Because of the efforts of the Waldorf Educational and Social Corporation, children between the ages one and three (68 students) have access to preschool education and proper nutrition while children between six and fifteen (145 students) have access to an after-school program based on Waldorf pedagogy. Using art, music, weaving and dance workshops, students are encouraged to develop knowledge through sensory experience. The pedagogical foundation of the school is based on Waldorf education, which adopts a holistic approach to childhood development and the nurturing of creativity and free‐thinking.

The team worked jointly with teachers and students at the school through a series of participatory workshops.
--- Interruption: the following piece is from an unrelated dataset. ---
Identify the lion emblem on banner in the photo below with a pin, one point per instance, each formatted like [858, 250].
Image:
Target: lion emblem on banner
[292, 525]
This helped everyone involved in the design process the importance of engaging the local community both through the school programs and architecture. The classroom design not only addresses the curriculum being taught but also emphasizes the need for a safe play space.

The proposed school design connects the school more closely to the community and the natural environment through the landscaped features of an amphitheater, a playground, a community garden, terraced accessible walkways, and conservation management initiatives. Utilizing ecologically responsive materials, the Classroom of the Future creates two new levels where artistic stone, wood, weaving, music and painting classes are held. The classrooms are covered by a green roof providing areas for environmental education, open air learning, and musical performances.

Druid Hills High School, Georgia, U.S.

Druid Hills High School in Georgia, USA
Named Best Re-Locatable Classroom Design in the Open Architecture Challenge Druid Hills High School in Georgia, USA. Perkins+Will/Open Architecture Network

Biomimicry inspires the design of award-winning "PeaPoD" portable classrooms for Druids Hills High School in Atlanta, Georgia. Named Best Re-Locatable Classroom Design in 2009, the school was designed by Perkins+Will. who in 2013 went on to establish a learning environment for the 21st Century they call Sprout Space™.

Architect's Statement About Druid Hills

In the United States, the primary function of portable classrooms has been to provide additional educational spaces to existing school facilities, most often on a temporary basis. Our school partner, Dekalb County School System, has been using portable classrooms in this way for years. However, these temporary solutions are being used increasingly to solve more permanent special needs. It is becoming common for these aging and poor quality portables to stay at the same location for over 5 years.

Conceiving the next generation portable classroom begins with a holistic assessment of what these structures are used for, how they work or don't work, and how the end users can benefit from improving the standard. Portable classrooms serve unlimited functions for unlimited conditions. By using the basic concept of a portable classroom while modifying the basic design and components, the potential for creating substantially better learning and teaching environments can be achieved.

Introducing the PeaPoD

A Portable Educationally Adaptive Product of Design: The pea is a simple dry fruit, which develops from a simple carpel and usually opens along a seam on two sides. A common name for this type of fruit is a "pod".

Function and parts: Seeds develop within the confines of a pod whose walls provide numerous functions for the seeds. Pod walls serve to protect the seeds during development, they are part of the pathway that delivers nutrients to the seeds, and they can metabolize storage products for transfer to the seeds.

The PeaPoD portable classroom implements cost-conscious building materials to create a learning environment, which can be adapted to any environment. With generous day-lighting, operable windows, and natural ventilation, the PeaPoD can operate with significantly lower utility costs while at the same time providing a wonderful and refreshing educational experience to the students and teachers.